Studentenfutter

Mit Wanderstiefeln und Softshell-Jacke in die Szenebar? Echt jetzt? So isses. Für die Modebranche hat Gorpcore das Zeug zum stylishen Dauerläufer.

Ein Handtäschchen, dessen Form an ein Chalk Bag erinnert, wie es Kletterer benutzen, um ihren Händen und Fingern Halt zu geben, mit Zipper-Loops in Kletterseil-Optik, dazu das North-Face-Logo, ergänzt um den Schriftzug „Gucci“? Kein Modegag, sondern Teil eines Trends, von dem Experten glauben, dass er noch eine ganze Weile anhalten wird.

Funktionskleidung und Mode galten lange als Parallelwelten ohne Überschneidung. Doch mit Gorpcore (gorp ist ein Akronym für „Good Old Raisins and Peanuts“ und bedeutet „Studentenfutter“, das bei Outdoorfreaks als Wegzehrung beliebt ist) gelingt den beiden gegensätzlichen Outfit-Philosophien – hier Funktionalität, dort Ästhetik – eine unerwartete Synthese. Ihren Ursprung hat diese in der zunehmenden Präsenz von Funktionskleidung im Hipster- und Glamour-Milieu. Sport- und Outdoor-Bekleidungsunternehmen wie Arc’teryx, Jack Wolfskin, Patagonia und The North Face drängten in die urbanen Hotspots: Gore-Tex- und Softshell-Jacken, Fleece-Hoodies, Cargohosen, Wanderschuhe…

Camilla Clarkson, verantwortlich für die Kommunikation bei der Modesuchmaschine Lyst, ist überzeugt, dass die unzähligen Einschränkungen während der Corona-Phase die Erwartungen und Einstellungen vieler Menschen „grundlegend veränderten“: „In unsicheren Zeiten sind Bewegung und Funktionalität für viele Modeliebhaber zu wichtigen Kaufkriterien geworden.“ Vermutlich hat auch der Klimawandel beigetragen. Die wachsende Unzuverlässigkeit des Wetters in Form von starken Temperaturschwankungen und häufigem Wetterwechsel innerhalb kurzer Zeiträume war ebenfalls ein Argument für outdoortaugliche Kleidung und Layerings, besonders für Leute, die viel mit dem Fahrrad unterwegs sind und nicht ständig durchnässt im Büro oder im Restaurant sitzen wollen.
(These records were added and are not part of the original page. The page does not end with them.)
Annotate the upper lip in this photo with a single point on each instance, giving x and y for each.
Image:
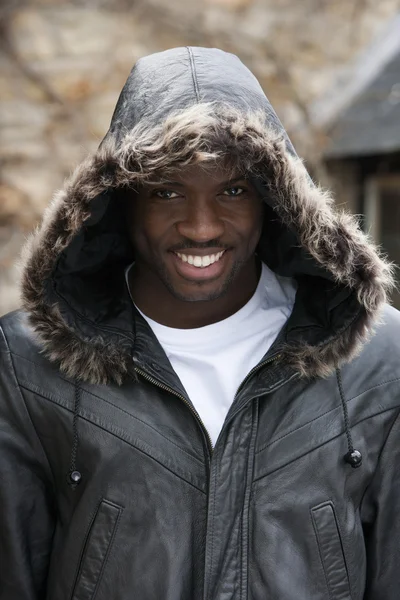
(199, 252)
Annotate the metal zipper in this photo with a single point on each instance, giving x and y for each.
(190, 407)
(254, 370)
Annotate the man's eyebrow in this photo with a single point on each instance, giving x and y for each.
(171, 183)
(180, 184)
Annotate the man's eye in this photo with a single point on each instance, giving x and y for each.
(234, 191)
(166, 194)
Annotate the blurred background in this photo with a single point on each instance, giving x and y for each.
(331, 68)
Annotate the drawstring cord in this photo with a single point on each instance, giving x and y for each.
(75, 476)
(352, 457)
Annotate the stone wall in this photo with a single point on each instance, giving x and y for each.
(62, 66)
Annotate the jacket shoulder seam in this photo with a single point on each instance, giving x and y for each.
(19, 388)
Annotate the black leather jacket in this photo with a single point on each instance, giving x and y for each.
(110, 489)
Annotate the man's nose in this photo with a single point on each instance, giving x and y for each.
(201, 222)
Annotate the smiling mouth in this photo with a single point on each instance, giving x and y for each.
(200, 261)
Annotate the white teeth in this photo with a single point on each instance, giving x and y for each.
(200, 261)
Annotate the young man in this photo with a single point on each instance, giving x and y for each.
(192, 403)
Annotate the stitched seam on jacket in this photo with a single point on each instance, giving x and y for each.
(82, 552)
(319, 446)
(37, 390)
(194, 73)
(19, 388)
(319, 544)
(108, 552)
(328, 587)
(331, 410)
(244, 571)
(132, 445)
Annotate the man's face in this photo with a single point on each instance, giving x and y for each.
(196, 233)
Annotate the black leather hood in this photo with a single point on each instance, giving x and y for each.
(181, 106)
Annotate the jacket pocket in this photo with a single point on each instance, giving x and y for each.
(331, 551)
(96, 550)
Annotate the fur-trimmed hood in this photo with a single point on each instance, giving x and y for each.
(178, 107)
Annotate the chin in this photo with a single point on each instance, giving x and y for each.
(207, 294)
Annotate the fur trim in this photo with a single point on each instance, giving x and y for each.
(202, 134)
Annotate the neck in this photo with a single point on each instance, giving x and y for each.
(159, 304)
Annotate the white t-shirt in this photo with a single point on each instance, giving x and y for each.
(212, 361)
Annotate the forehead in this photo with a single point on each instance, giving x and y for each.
(204, 175)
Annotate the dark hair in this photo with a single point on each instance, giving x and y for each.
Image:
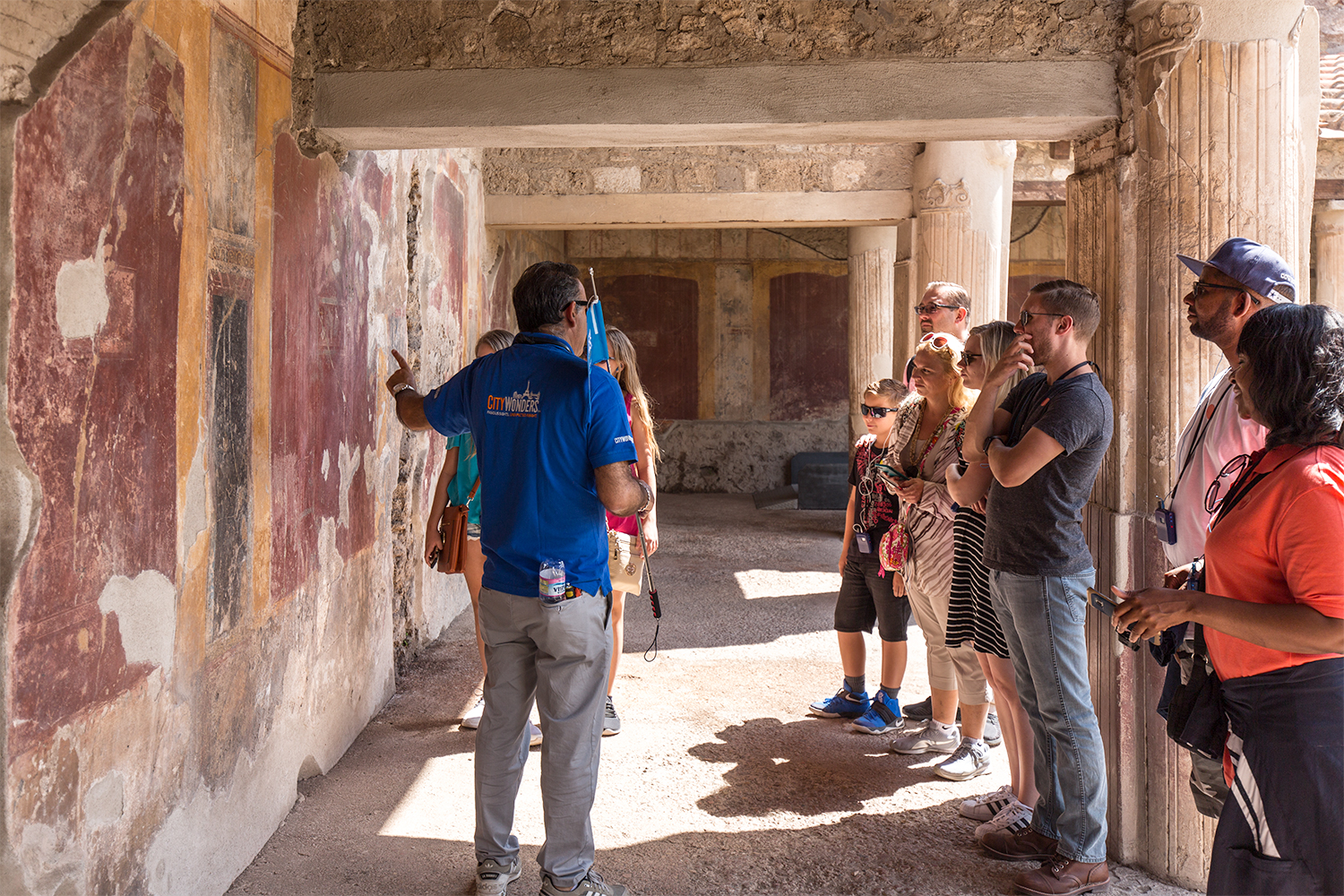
(1075, 300)
(542, 295)
(1297, 371)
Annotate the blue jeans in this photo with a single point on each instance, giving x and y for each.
(1042, 618)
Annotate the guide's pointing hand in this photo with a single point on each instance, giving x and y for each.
(402, 374)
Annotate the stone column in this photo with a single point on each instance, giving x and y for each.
(1328, 231)
(1218, 142)
(873, 303)
(964, 195)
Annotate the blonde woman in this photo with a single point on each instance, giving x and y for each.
(454, 484)
(970, 616)
(637, 408)
(929, 432)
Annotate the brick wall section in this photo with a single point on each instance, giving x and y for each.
(27, 32)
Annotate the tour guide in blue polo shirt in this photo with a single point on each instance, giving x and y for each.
(554, 446)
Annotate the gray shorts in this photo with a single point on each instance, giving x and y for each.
(866, 598)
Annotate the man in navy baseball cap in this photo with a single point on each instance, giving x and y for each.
(1257, 268)
(1236, 281)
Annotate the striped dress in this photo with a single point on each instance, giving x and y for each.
(970, 616)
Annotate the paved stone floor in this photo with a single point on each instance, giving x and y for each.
(719, 783)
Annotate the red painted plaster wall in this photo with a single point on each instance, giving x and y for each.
(94, 417)
(322, 394)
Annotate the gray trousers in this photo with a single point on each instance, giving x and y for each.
(559, 656)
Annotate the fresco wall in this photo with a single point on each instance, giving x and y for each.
(225, 565)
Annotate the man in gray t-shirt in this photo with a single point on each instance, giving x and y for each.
(1037, 527)
(1045, 446)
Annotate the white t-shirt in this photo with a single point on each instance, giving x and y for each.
(1225, 437)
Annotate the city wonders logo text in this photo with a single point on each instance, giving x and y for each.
(526, 403)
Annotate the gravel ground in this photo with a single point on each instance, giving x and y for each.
(719, 782)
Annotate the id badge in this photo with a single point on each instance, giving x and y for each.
(1166, 524)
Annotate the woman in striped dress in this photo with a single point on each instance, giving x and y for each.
(929, 429)
(970, 616)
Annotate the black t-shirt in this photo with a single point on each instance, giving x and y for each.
(875, 509)
(1037, 528)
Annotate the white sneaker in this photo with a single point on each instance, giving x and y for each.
(926, 739)
(492, 879)
(986, 806)
(1015, 818)
(473, 716)
(970, 759)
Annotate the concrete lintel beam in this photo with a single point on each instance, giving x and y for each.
(615, 211)
(900, 99)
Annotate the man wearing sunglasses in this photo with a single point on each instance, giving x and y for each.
(1238, 280)
(1045, 446)
(945, 308)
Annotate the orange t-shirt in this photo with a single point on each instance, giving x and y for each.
(1282, 543)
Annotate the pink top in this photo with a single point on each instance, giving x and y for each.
(625, 524)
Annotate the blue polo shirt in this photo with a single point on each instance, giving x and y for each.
(542, 421)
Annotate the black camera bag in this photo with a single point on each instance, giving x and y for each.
(1195, 718)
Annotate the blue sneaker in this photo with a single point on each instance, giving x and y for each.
(883, 716)
(846, 704)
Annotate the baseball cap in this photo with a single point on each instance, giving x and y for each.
(1254, 266)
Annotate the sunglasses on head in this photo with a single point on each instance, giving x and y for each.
(937, 340)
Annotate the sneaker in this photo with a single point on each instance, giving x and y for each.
(492, 879)
(590, 883)
(883, 716)
(969, 759)
(922, 740)
(994, 735)
(846, 704)
(986, 806)
(610, 721)
(473, 716)
(1015, 818)
(922, 711)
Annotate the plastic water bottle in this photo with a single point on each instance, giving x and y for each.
(553, 581)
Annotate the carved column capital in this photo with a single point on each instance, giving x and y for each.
(943, 195)
(1166, 27)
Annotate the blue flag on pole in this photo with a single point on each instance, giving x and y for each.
(597, 327)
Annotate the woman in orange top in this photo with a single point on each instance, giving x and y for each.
(1274, 611)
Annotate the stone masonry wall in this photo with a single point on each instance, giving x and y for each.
(699, 169)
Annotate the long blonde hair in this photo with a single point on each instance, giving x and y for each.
(995, 339)
(621, 349)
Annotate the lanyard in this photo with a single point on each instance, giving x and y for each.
(1201, 432)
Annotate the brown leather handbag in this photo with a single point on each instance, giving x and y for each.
(452, 532)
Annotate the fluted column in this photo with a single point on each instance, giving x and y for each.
(964, 194)
(1219, 142)
(873, 277)
(1330, 253)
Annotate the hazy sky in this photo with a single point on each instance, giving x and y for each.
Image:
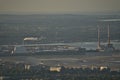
(59, 6)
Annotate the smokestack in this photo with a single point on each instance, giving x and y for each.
(98, 38)
(108, 34)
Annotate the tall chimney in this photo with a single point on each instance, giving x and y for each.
(98, 38)
(108, 34)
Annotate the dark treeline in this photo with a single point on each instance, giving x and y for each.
(12, 71)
Diesen Trend bemerkten auch Modehäuser, die bis dato wenig oder nichts mit Wildnis- und Bergwanderklamotten zu tun hatten. Die Material-Expertise holten sich Gucci, Prada, Miu Miu, Jil Sander und Off-White bei den bereits erwähnten Outdoor-Posern. Sie selbst ergänzten knallige oder trendige Farben, Dessins, Kontraste und kreative Kombinationen. Ob das, abgesehen von der äußerst vitalen Marktperformance, durchweg eine gute Idee war, sei dahingestellt. Einige dieser Hybrid-Kreationen erwecken in den Alpen vermutlich ähnliches Stirnrunzeln wie das Auftauchen eines Yeti. Aber aufzufallen, egal wie, war ja stets ein wichtiger Motor von Modetrends.